Locking plates are widely used for intra-articular fractures, tibial osteotomies, and lateral femoral osteotomies. Locking plates have the advantage of increasing stability and reducing the period of partial weight bearing during recovery.4 Brinkman et al.23 compared axial and torsional stability using 5 different plates and osteotomy configurations in lateral and medial DFVO and concluded that lateral opening-wedge techniques were less stable and less stiff than medial techniques. Locking plates are often used in lateral and medial DFVO; however, there are only a few implants designed to be used on the medial side of the distal femur, and they are not always available in many countries. The only locking plate design for the medial distal femur is the Synthes TomoFix medial distal femoral plate, which is currently unavailable in Brazil and in many other countries.

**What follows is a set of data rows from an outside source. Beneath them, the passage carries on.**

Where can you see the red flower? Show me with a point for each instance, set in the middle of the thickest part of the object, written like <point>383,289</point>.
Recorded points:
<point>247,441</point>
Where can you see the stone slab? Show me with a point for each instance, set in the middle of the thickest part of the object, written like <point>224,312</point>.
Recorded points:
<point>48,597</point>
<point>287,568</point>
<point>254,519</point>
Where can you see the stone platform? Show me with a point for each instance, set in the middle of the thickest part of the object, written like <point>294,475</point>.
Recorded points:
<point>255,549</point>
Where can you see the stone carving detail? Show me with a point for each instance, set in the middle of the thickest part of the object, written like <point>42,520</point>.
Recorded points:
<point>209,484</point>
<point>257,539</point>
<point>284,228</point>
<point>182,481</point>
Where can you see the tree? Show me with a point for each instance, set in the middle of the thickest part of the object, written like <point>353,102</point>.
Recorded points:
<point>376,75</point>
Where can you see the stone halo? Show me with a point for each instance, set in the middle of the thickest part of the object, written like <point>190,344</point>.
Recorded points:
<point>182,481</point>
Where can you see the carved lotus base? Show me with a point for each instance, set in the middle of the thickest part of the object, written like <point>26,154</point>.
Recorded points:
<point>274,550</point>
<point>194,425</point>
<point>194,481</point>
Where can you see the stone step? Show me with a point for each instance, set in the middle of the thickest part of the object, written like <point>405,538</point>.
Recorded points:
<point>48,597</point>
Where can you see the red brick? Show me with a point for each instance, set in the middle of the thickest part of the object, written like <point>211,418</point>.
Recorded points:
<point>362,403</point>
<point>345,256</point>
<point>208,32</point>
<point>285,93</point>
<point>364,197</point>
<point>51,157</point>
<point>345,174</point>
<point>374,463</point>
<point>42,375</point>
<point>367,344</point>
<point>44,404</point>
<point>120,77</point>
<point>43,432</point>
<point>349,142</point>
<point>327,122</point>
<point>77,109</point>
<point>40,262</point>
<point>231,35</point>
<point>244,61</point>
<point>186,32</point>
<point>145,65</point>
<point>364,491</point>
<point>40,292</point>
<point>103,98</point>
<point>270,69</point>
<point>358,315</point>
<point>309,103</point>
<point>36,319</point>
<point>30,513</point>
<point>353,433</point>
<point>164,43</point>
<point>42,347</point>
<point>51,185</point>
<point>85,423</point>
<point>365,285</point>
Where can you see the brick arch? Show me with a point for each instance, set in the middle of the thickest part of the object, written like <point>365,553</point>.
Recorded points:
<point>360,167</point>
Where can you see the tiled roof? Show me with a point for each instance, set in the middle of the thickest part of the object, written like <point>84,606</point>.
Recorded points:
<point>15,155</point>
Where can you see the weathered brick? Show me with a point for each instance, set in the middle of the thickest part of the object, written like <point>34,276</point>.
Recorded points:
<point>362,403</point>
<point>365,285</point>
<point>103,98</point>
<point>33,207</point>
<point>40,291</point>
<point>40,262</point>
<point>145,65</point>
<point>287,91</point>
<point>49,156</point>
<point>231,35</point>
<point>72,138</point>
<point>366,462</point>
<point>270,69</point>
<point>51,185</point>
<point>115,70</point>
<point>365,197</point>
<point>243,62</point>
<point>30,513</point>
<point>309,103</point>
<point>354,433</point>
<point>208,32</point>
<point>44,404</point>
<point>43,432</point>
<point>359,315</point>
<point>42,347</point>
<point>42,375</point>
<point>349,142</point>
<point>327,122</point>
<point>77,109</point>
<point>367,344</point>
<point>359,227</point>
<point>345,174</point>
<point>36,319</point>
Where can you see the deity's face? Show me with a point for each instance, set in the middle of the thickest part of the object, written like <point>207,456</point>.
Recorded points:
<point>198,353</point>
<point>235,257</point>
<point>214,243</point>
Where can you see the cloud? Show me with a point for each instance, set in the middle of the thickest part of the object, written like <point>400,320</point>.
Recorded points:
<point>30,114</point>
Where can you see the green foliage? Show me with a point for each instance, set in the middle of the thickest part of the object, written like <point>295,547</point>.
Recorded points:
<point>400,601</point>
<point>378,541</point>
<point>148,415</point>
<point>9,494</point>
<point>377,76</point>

An anterolateral proximal tibial locking plate fits perfectly into the medial cortex of the distal femur, making it a good option for fixation by medial closing-wedge DFVO. It has the advantage of allowing gradual corrections of the mechanical axis of the limb by bending the plate. This facilitates the surgical procedure and better achieves the planned correction (Fig 7). After the desired correction is achieved, the surgeon can perform temporary fixation with K-wires and then lock the plate with screws. The disadvantages of medial-side osteotomy are the proximity to the popliteal vessels, the fact that it is technically more demanding, and the lack of implant choices available on the market (Table 4).
Table 4.
Femoral Varus Osteotomy | Advantages | Disadvantages |
---|---|---|
Lateral opening wedge | Potentially simpler | Irritation of iliotibial band |
Several types of fixation | Longer time to heal | |
Avoidance of neurovascular bundle | Need for bone graft | |
Medial closing wedge | More aggressive weight bearing | Technically more demanding |
No need for bone graft | Proximity to popliteal vessels | |
Lack of implants available |
We conclude that the combination of V-shaped medial closing-wedge DFVO and a locking plate enhances the stability of the osteotomy and permits a shorter period of partial weight bearing and faster recovery, making it an excellent option for the treatment of a valgus knee. Anterolateral proximal tibial locking plates are an excellent choice of fixation for medial osteotomies because they fit anatomically into the medial side of the distal femur.
Footnotes
The authors report the following potential conflict of interest or source of funding: M.K.D. receives support from Depuy Synthes, Mundipharma, Smith & Nephew, Baxter, MDT, EMS, and the Fundação de Amparo a Pesquisa do Estado de São Paulo - São Paulo Research Foundation.